Benchmarking Transformer-Based Vs. Convolutional Neural Network-Based Registrationfor Rapid Response Assessment for Lung Ventilation Imaging In a Digitalanthropomorphic Phantom Study
Abstract
Purpose
CT-based lung ventilation imaging can provide a functional assessment of tumor and normal tissue response to lung stereotactic body radiation therapy (SBRT). The speed of ventilation map generation hinders the clinical adoption of LVI for online adaptive SBRT. Deep learning techniques such as Convolutional Neural Networks (CNNs) and Vision Transformer (ViT) methods could enable rapid deformation vector field (DVF) and ventilation volume generation. Here, we benchmarked a transformer-based network against a CNN-based framework to determine the optimal architecture for rapidly generating ventilation maps based on registration accuracy and computational efficiency.
Methods
Ventilation volumes were derived for a CNN-based implementation of DEEDS deformable image registration method (DEEDS_DL) and a ViT-based method, PhysMorph using a 4D-XCAT digital phantom with ground-truth DVFs. DEEDS_DL (CNN) utilizes a U-Net architecture optimized for inference speed with DVFs generated using a VoxelMorph-based spatial transformation. PhysMorph integrates a U-Net with self-attention mechanisms to capture global lung motion. Both models were trained to predict DVFs between respiratory phases using supervised learning. Lung ventilation maps were derived using the Jacobian determinant of predicted deformation fields to quantify local tissue expansion. Performance was evaluated using Target Registration Error (TRE), DICE coefficient, and inference time on a standard CPU environment
Results
PhysMorph and DEEDS_DL achieved a whole lung DICE of 0.96 ± 0.01 and 0.95 ± 0.01, respectively, and TREs of 0.43 ± 0.06 mm and 0.38 ± 0.08 mm, respectively.

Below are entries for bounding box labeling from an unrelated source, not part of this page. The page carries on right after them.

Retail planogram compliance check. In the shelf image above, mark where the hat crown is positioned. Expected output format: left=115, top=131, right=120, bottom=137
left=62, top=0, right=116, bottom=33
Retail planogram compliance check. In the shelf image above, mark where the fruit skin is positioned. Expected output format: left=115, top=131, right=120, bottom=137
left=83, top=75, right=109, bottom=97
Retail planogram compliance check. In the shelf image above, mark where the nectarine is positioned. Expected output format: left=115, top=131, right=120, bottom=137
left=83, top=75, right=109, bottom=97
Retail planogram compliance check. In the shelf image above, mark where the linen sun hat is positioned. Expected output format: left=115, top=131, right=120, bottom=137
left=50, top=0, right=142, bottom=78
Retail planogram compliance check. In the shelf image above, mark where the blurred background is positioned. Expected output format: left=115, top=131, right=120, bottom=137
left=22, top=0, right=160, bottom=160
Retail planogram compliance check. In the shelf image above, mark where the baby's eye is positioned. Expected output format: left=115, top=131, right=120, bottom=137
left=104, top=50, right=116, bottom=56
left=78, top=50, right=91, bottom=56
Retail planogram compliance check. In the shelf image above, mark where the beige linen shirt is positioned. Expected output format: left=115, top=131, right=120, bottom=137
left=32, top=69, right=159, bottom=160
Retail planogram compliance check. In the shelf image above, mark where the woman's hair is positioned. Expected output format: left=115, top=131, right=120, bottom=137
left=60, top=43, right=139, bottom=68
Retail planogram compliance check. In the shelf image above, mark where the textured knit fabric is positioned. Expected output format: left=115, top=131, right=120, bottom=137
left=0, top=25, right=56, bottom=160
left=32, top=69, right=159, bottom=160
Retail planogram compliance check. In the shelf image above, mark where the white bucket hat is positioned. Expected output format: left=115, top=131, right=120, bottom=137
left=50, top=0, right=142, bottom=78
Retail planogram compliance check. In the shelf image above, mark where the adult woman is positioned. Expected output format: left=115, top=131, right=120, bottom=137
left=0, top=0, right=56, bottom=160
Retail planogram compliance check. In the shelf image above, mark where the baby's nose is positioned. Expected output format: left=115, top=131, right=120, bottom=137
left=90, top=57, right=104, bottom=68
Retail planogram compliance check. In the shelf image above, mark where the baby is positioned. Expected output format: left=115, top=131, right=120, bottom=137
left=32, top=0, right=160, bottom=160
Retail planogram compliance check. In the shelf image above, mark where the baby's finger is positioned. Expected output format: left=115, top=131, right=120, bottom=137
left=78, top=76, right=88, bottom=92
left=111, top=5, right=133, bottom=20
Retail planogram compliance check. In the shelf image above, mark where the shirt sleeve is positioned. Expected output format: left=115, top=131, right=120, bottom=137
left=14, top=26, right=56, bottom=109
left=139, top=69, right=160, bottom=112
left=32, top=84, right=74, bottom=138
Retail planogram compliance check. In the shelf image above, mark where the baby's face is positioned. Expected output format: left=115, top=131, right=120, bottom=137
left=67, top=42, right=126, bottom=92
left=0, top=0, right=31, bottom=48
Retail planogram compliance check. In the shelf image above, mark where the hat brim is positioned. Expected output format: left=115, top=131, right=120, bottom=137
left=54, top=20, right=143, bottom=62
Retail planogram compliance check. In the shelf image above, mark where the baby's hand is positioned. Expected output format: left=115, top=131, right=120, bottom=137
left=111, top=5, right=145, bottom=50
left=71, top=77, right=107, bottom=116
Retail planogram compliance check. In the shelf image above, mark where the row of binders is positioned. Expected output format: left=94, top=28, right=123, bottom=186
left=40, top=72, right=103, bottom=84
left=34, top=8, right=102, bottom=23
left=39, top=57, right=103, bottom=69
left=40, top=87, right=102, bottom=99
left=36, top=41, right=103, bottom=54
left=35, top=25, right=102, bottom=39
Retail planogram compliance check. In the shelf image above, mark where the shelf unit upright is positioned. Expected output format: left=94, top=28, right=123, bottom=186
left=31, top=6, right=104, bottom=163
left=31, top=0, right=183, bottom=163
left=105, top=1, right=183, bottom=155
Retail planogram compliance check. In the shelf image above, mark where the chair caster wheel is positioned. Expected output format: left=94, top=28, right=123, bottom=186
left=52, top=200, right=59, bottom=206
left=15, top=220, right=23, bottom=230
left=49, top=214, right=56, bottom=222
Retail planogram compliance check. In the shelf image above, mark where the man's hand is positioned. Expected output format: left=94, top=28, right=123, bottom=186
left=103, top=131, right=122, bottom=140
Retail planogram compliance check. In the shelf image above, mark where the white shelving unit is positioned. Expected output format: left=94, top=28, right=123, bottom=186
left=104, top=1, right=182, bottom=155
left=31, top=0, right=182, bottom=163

The average inference time for DEEDS_DL and PhysMorph was 14 ms per volume and 271 ms respectively. This represents a ~19x speed increase for the CNN architecture while maintaining sub-voxel accuracy.
Conclusion
Here we demonstrated that the proposed CNN-based DEEDS_DL method produces DVFs more rapidly with similar deformation accuracy to vision transformer methods such as PhysMorph. Future work will involve evaluating the CNN-based DEEDS_DL framework for ventilation assessment for online adaptive lung SBRT.